Así, de la misma triste manera y totalmente en contra de su voluntad, muchos gatos andinos fueron convirtiéndose en adorno de mal gusto en ceremonias religiosas de peor gusto aún. Vivían los pobres, a salto de mata, escondiéndose por aquí y por allá para escapar de la crueldad de sus asesinos.
Espantados, los Gatos Andinos decidieron elevar una solicitud de cambio de residencia ante El Creador, pero la respuesta fue lapidaria: no había espacio para cambios de ningún tipo y no sólo se trataba de espacio, había otra razón más importante: la incredulidad reciente y creciente de los hombres no estaba dejando espacio a la capacidad de maniobra del Creador, vale decir, que los decretos habían caído en un absoluto desprestigio y ya nadie los respetaba. Tratando de salvar sus vidas, las especies, incluida la humana, iban de aquí para allá asentándose como pudieran y provocando el caos en el planeta
Tampoco la Naturaleza fue capaz de ofrecerles una solución. Aunque ella era la última en querer reconocerlo, lo cierto es que a los hombres la naturaleza les importaba un comino y no pasaba un día sin que se la pisotease y destruyese sin razón. “Mejor, sugirió, traten de arreglárselas solos, a lo mejor si se ponen de acuerdo y se desplazan algo más arriba..”
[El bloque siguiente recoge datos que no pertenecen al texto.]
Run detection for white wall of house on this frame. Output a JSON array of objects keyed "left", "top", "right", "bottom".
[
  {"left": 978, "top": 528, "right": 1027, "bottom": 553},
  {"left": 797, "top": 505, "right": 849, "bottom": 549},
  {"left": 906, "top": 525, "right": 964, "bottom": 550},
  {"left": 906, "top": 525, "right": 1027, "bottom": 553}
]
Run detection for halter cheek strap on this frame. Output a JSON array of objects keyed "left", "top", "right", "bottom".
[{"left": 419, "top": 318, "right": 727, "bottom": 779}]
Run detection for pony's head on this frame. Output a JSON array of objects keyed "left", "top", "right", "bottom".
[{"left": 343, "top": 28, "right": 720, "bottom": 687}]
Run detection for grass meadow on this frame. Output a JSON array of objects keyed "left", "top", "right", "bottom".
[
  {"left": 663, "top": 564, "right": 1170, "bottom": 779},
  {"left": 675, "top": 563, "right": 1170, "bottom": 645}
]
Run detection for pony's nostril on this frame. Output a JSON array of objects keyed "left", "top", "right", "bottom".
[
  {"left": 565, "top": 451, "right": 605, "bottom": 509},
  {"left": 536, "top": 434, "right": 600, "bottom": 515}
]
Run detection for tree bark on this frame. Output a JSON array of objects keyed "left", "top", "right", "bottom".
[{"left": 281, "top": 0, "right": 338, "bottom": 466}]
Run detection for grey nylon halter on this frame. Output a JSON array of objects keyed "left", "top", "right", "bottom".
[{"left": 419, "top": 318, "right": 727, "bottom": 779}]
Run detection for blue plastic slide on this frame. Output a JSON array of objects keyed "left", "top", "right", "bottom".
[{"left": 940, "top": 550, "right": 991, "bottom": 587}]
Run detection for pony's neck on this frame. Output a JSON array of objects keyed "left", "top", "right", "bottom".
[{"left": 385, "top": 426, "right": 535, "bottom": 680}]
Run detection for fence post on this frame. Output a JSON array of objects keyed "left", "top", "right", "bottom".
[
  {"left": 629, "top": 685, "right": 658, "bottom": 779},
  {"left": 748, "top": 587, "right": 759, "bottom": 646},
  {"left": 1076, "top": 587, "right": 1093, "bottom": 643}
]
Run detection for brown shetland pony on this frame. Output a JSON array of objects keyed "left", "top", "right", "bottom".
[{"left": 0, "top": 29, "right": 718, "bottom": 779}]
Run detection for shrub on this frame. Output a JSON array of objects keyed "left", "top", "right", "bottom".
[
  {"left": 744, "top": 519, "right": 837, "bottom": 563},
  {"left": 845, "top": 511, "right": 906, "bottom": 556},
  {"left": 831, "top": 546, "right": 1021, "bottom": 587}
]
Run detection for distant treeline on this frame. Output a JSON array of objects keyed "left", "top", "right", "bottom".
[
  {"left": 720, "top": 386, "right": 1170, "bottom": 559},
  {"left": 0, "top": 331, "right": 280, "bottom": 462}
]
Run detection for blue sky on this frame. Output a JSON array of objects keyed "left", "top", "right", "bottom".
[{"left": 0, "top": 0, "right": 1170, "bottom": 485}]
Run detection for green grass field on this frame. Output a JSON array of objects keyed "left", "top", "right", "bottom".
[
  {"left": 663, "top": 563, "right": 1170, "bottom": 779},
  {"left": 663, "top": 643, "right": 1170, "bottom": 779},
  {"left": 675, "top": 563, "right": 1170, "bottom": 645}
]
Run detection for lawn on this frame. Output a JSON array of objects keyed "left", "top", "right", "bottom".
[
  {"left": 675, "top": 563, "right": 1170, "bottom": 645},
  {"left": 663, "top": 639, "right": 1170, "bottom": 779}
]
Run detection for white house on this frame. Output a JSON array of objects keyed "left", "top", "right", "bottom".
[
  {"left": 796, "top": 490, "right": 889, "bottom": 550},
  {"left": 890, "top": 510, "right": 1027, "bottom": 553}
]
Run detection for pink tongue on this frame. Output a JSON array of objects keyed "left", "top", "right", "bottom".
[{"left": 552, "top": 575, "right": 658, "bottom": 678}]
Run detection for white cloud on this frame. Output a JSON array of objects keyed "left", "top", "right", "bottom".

¿MÁS arriba? El Gato Andino estaba indignado, si subían un poco más por los vericuetos de los Andes iban a terminar viviendo en el espacio sideral, y todavía no se había especificado nada al respecto. ¡Ni siquiera el hombre se había aventurado por el cosmos!
-¡Ya verán como sobrevivimos sin su ayuda! – maullaron antes de desaparecer entre los macizos de granito.
Y en eso están, cada vez más escondidos, cada vez más lejos, cada día menos. No quieren ni aparecerse en las cercanías de los hombres. No sin sorpresa, han descubierto algún apoyo inesperado en los defensores de la fauna silvestre, aunque preferirían no tenerlo, porque odian los collares de rastreo y los dardos somníferos le ponen el pelo, ya de por sí tieso, parado como aguja. Pero nadie sabe cómo se las han arreglado para iniciar una campaña contra la superstición y cuentan para ello con el apoyo decidido de rinocerontes, tigres de Bengala, elefantes y ballenas. No falta un día en que una nueva especie los apoye decididamente y hasta se sabe de una carta enviada por el fantasma del Dodó, tildada de mito por los escépticos.
Los Gatos Andinos no se amilanan; de alguna manera, dicen, hemos llegado hasta aquí, y el hombre, este inquilino con pésimas costumbres, probablemente ni siquiera dure lo que Neanderthal. Ese, al menos, respetaba la naturaleza.